Book Review: The Model Thinker – A new way to look at Data Analysis

In this special guest feature, Carol Wells reviews the new book by Scott E. Page entitled “The Model Thinker.”

A hands-on reference for the working data scientist, “The Model Thinker” challenges us to consider that the historical methods we have used for data analysis are no longer adequate given the complexity of today’s world. The book opens by making the case for a new way of using mathematical models to solve problems, offers a close look at a number of the models, then closes with a pair of demonstrations of the method.

Author Scott Page asserts that we are still evaluating today’s far-reaching and abundant data the same way we did twenty-five years ago: That is, we look through our data, look through our models, find the single best fit, and apply.

The problem is that applying one model to a problem gets us only part of the story. A one-model solution has told us, for instance, that our country’s poor health is due to sugar consumption, or that Trump voters in 2016 were those who had been left behind economically. These are valid, but far from complete.

Page proposes a “many-model paradigm,” where we apply several mathematical models to a single problem. The idea is to replicate “the wisdom of the crowd” which, in groups like juries, has shown us that input from many sources tends to be more accurate, complete, and nuanced than input from a single source.
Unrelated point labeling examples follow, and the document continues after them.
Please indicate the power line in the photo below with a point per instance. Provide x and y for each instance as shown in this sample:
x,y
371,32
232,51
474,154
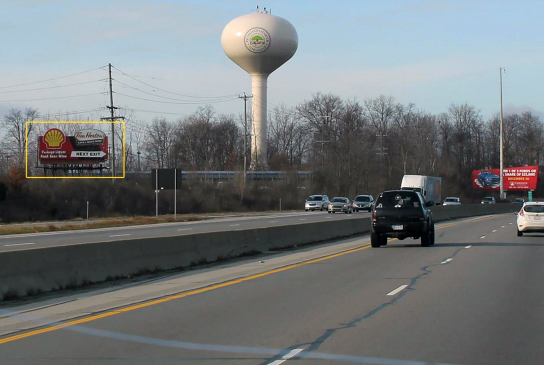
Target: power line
x,y
155,112
55,78
165,97
170,102
170,92
57,97
50,87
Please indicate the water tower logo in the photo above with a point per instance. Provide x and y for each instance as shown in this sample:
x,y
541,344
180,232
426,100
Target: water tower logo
x,y
257,40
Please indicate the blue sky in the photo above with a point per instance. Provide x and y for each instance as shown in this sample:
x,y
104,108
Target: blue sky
x,y
431,53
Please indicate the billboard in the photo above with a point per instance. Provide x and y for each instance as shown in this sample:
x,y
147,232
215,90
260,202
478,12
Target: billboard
x,y
515,178
167,178
87,146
The book emphasizes social data, because, as the author notes, people are a special challenge. You can count on, say, carbon atoms to never violate the laws of physics. People are not so reliable. We have irrational biases. Sometimes we learn from opportunities or mistakes and change our behavior. Sometimes not so much.

Page is a professor of complex systems and quantitative social science at the University of Michigan. He writes in a straightforward fashion, punctuated with bursts of unusual metaphors, such as in the following:

Confronted with a complex system we cannot, to paraphrase Plato, carve the world at its joints. We can partially isolate the major causal trends and then explore how they are interwoven. In doing so, we will find that the data produced by our economic, political, and social systems exhibits coherence. Social data is more than sequences of incomprehensible hairballs that might have been spit up by the family cat.”

In the final chapter, Page demonstrates his method by tackling two real-world issues: the opioid epidemic and economic inequality. By applying the many-model paradigm to income inequality he illuminates many interlocking causes including economic development, sociological trends, political power, and the weight of history.

A single model can track the flow of money among the generations. Another can examine the factors involved in the disparity of the pay of educated and uneducated workers. Yet another can survey the rise of CEO pay relative to the pay of the average worker. This endeavor brings us gradually nearer to a complete picture.

In my own work I have looked at data relating to homelessness, and the many-model paradigm strikes me as potentially very useful. We already know some of the many causes include trauma, domestic violence, and local increases in rent. Shedding even more light on this difficult issue would be a help.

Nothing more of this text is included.